There are indications in case law that, where a court does infer or establish that a director had acted with malicious intent, the bad faith action on its own may establish a director’s personal liability. A well-known ‘bad faith’ case involves De Rouw v. Dingemans, where the director committed fraudulent acts and was judged personally liable to the company.7 Moreover, there are indications in case law that, where a court does infer that a director was in an advantaged position of knowledge, this position may influence the case outcome. For instance, the Altera Pars Media case involves the appointment of an Imca employee as the sole director on Altera’s board in anticipation of a proposed merger between Altera and Imca. The Disctrict court assumed on the basis of the director’s position that the director knowingly continued Altera’s financial policy to the detriment of Altera’s companies.8
‘Serious reproach’ is thus an open norm suitable for flexible application to different types of legal disputes and differing circumstances. In spite of this advantage, the use of a flexible, open norm is susceptible to criticism as it may increase legal uncertainty.9 When it comes to judicial review, the courts have to apply the open standard of serious approach to individual, contextspecific circumstances, thus enhancing legal uncertainty.10 In this research, I hypothesise that legal uncertainty is reduced because the Supreme Court has adopted ‘serious reproach’ as the analytical framework for different types of legal procedures to review director conduct.
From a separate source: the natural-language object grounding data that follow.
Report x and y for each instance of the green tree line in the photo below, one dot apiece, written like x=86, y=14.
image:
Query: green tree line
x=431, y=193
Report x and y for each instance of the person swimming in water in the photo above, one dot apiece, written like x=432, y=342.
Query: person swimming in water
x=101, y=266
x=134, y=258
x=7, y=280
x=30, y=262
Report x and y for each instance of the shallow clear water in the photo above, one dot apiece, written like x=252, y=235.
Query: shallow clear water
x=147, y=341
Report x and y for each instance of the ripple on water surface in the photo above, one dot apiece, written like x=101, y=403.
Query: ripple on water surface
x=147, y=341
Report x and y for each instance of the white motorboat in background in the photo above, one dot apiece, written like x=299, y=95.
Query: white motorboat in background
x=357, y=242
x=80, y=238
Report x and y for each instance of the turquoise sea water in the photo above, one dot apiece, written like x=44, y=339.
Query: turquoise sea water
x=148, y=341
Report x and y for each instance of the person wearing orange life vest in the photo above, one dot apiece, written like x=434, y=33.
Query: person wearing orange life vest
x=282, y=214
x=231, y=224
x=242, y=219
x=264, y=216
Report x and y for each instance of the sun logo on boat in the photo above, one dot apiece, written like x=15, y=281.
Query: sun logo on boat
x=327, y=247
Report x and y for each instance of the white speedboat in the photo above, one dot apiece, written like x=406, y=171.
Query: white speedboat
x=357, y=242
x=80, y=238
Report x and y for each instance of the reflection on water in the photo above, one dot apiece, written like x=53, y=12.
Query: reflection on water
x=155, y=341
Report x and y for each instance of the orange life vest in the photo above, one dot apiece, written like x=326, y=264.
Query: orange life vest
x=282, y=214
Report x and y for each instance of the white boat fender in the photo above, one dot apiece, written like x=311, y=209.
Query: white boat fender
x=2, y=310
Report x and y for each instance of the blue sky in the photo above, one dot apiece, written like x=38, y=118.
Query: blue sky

I will demonstrate that, based on an analysis of several key Supreme Court decisions, ‘serious reproach’ serves to construct and maintain a simple legal decision model intended to overcome the inherent complexity and unstructured nature of context specific, caseby- case judgments. The Supreme Court’s analytical framework of ‘serious reproach’ will be shown to follow a logical pattern: (1) courts identify norms that may have been violated; (2a) they objectively assess the degree to which these violations can be reproached; (2b) in so doing, they consider all relevant circumstances with respect to the defence advanced by the director concerned. I will refer to this model as the Supreme Court’s ‘simplified legal decision model’ and will now elaborate on how it may operate when courts apply ‘serious reproach’ to different types of legal disputes concerning directors’ liability.